Regarding Claim 13, 
Kopp et al. teaches the method of claim 1, wherein training the neural network comprises: 
Kopp et al. further teaches generating a stratified neural network that includes large data volume parts and small data parts (Kopp et al., Col. 12 Lines 13-17, “In an example, a two-stage convolutional neural network is used that includes max pooling layers. The two-stage convolutional neural network (CNN) uses rectified linear units for the non-linearity and a fully-connected layer at the end for image classification” teaches the neural network (corresponds to stratified neural network) that consist of two-stage (corresponds to large data volume parts and small data parts)).
Regarding Claim 14, 
Kopp et al. teaches the method of claim 13, wherein sending the updated neural network information to the edge device comprises 
Kopp et al. further teaches sending the small data parts of the stratified neural network to the edge device (Kopp et al., Col. 6 Lines 27-36, “The training occurs in a decentralized manner on multiple devices with only the local data available to each device. The multiple devices do not share data. The aggregation of model parameters occurs asynchronously on a centralized parameter server. The aggregation of the model parameters includes a small linear weighting of the locally-trained model parameters to the centrally-stored model parameters that is independent of the number of data points, the staleness of the parameter updates, and the data distribution” teaches a small linear weighting (corresponds to small data parts) of the locally-trained model (corresponds to stratified neural network) to the devices).
Regarding Claim 15, 
Kopp et al. teaches the method of claim 13, wherein generating the stratified neural network that includes the large data volume parts and the small data parts comprises: generating the stratified neural network to include: 
Kopp et al. further teaches a large data volume part that include a feature identification layer (Kopp et al., Col. 12 Lines 13-14, “In an example, a two-stage convolutional neural network is used that includes max pooling layers” teaches max pooling layers (corresponds to feature identification layer)).

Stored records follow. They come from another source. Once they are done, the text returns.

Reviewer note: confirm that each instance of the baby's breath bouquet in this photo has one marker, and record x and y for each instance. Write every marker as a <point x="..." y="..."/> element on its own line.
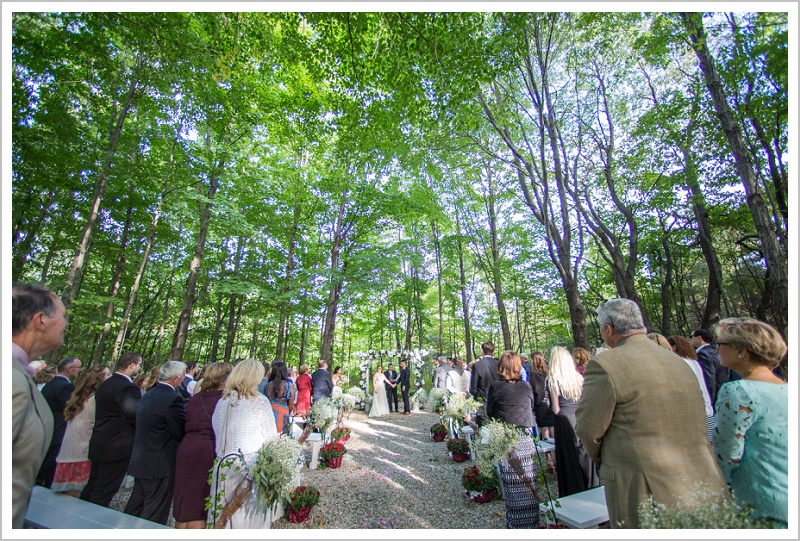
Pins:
<point x="493" y="446"/>
<point x="322" y="414"/>
<point x="276" y="471"/>
<point x="699" y="509"/>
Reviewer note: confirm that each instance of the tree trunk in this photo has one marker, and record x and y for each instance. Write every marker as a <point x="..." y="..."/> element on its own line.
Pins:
<point x="75" y="271"/>
<point x="182" y="329"/>
<point x="145" y="256"/>
<point x="335" y="291"/>
<point x="774" y="257"/>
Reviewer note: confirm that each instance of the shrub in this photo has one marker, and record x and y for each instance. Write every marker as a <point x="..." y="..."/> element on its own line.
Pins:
<point x="303" y="496"/>
<point x="332" y="450"/>
<point x="458" y="445"/>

a small data part that includes a fully connected layer (Kopp et al., Col. 12 Lines 14-17, “The two-stage convolutional neural network (CNN) uses rectified linear units for the non-linearity and a fully-connected layer at the end for image classification” teaches fully-connected layer).
Regarding Claim 16, 
Kopp et al. teaches the method of claim 13, wherein generating the stratified neural network that includes the large data volume parts and the small data parts comprises: generating the stratified neural network to include: 
Kopp et al. further teaches large data volume parts that include multiple partial layers that are not cross-connected (FIG. 5 and Col. 15-16 Lines 65-67 and Lines 1-3, “FIG. 5 depicts an embodiment for aggregation by a hierarchy of parameters servers. There is not just a single parameter server 125, but the worker devices 122 and parameter servers 125 have been further partitioned into groups. Each parameter server 125 further transmits parameters to a master parameter server 525 to be aggregated” teaches the parameter server (corresponds to large data volume parts) includes layers that are not cross-connected)
small data parts that include cross-connected weights between the multiple partial layers in the large data volume parts (FIG. 5 and Col. 15-16 Lines 65-67 and Lines 1-3, “FIG. 5 depicts an embodiment for aggregation by a hierarchy of parameters servers. There is not just a single parameter server 125, but the worker devices 122 and parameter servers 125 have been further partitioned into groups. Each parameter server 125 further transmits parameters to a master parameter server 525 to be aggregated” teaches the worker devices (corresponds to small data parts) that includes cross-connected parameters between the worker devices).
Regarding Claim 17, 
Kopp et al. teaches the method of claim 13, wherein generating the stratified neural network that includes the large data volume parts and the small data parts comprises: generating the stratified neural network to include: 
Kopp et al. further teaches large data volume parts that include layers with a higher numerical precision (Kopp et al., Col. 9 Lines 14-16, “A lower alpha value discounts the newer incoming parameter, leading to less change in the central parameter vector” teaches a lower alpha value (corresponds to higher numerical precision)). 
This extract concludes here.